Report highlights include:

  • African Americans are more likely to have a disability than any other demographic group (14 percent);
  • Nearly 40 percent of African Americans with disabilities live in poverty, as compared with 24 percent of non-Hispanic Whites;
  • African Americans with a disability are more than two times more likely to not have graduated high school than African Americans without disabilities (25 percent v 11 percent);
  • Only one in four African Americans with disabilities are employed, as compared to African Americans without disabilities who are employed (25 percent v 70 percent); and
  • Two-thirds of African American families with a disability are unbanked or underbanked.

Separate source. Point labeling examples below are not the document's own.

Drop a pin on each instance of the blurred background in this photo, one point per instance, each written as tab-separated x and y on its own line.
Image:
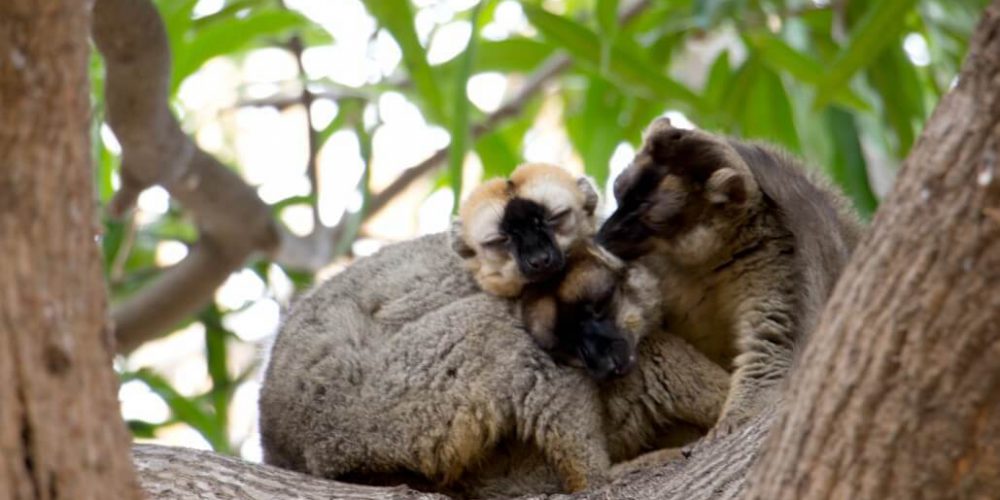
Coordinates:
318	104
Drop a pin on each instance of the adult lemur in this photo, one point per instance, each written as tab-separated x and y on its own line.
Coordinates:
747	248
401	365
519	235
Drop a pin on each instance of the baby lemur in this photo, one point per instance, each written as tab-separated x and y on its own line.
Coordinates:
402	365
747	248
518	237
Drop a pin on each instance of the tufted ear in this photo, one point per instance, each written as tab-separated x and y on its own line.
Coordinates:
590	197
457	240
726	185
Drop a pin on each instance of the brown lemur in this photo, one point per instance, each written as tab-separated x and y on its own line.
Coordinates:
747	247
402	365
518	236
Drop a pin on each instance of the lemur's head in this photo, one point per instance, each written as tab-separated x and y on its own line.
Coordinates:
519	230
682	193
596	315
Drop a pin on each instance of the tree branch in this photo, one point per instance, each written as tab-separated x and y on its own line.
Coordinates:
182	473
233	222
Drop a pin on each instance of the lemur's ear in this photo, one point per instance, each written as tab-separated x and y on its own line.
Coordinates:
726	185
458	243
590	197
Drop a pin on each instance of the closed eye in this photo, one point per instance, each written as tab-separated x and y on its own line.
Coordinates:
497	242
559	216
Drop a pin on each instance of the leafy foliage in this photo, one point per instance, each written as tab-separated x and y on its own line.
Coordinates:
847	89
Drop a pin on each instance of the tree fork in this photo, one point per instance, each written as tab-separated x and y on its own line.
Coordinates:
61	434
898	392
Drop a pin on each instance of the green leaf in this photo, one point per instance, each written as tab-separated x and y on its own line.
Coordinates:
880	26
848	167
718	78
142	429
607	16
397	17
511	55
498	157
901	91
460	112
624	68
778	55
767	112
216	355
594	128
184	409
229	35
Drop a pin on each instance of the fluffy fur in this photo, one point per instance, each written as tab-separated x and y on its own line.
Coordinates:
747	247
400	367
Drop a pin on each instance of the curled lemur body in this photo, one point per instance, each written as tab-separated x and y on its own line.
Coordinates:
401	364
531	237
746	245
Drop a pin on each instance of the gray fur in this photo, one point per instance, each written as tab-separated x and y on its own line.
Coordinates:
400	364
744	277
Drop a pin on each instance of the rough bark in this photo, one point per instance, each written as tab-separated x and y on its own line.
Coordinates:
899	391
61	435
181	474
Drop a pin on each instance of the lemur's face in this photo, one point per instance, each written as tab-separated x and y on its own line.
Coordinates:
602	310
682	186
518	231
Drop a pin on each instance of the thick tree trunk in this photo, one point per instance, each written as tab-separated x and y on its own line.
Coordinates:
898	395
61	435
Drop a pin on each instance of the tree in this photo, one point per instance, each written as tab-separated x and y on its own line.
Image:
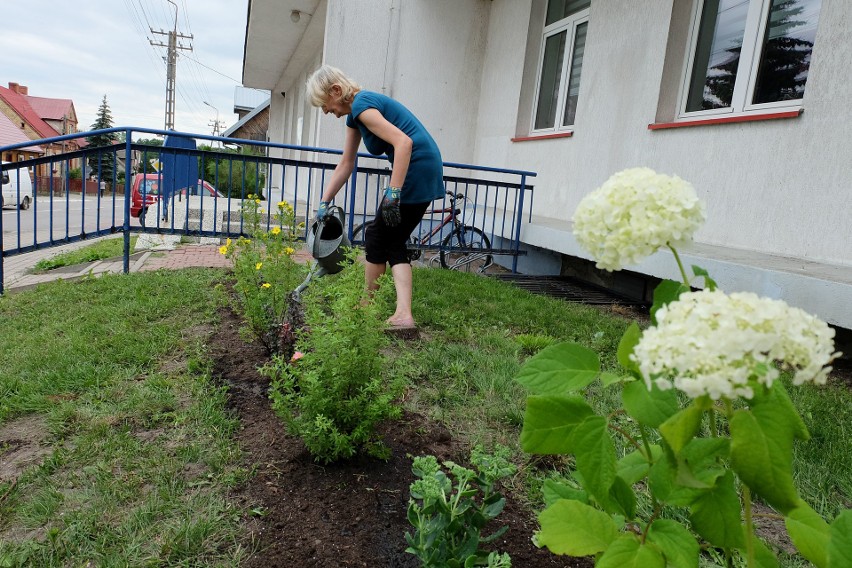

A distinguished panel discussed the findings of the report and gave recommendations. Panelists included Kelvin Boston, Author and Financial Journalist, Moneywise Foundation; Tawara Goode, Assistant Professor and Director, National Center for Cultural Competence, Georgetown University Medical Center; Marvin Owens, Jr., Senior Director, NAACP Economic Department; Elaine Hungenberg, Senior Vice President, Office of Innovation, Research and Assessment, Operation HOPE; and Kareem Dale, Director and Senior Counsel, Discover Financial Services, Former Special Assistant to President Obama and Associate Director of Office of Public Engagement.

A digital copy of Financial Inequality: Disability, Race and Poverty in America is available for download in Document Library section of the NDI website. Photographs of the event are available upon request.

The research and report were made possible through the generous support of JPMorgan Chase.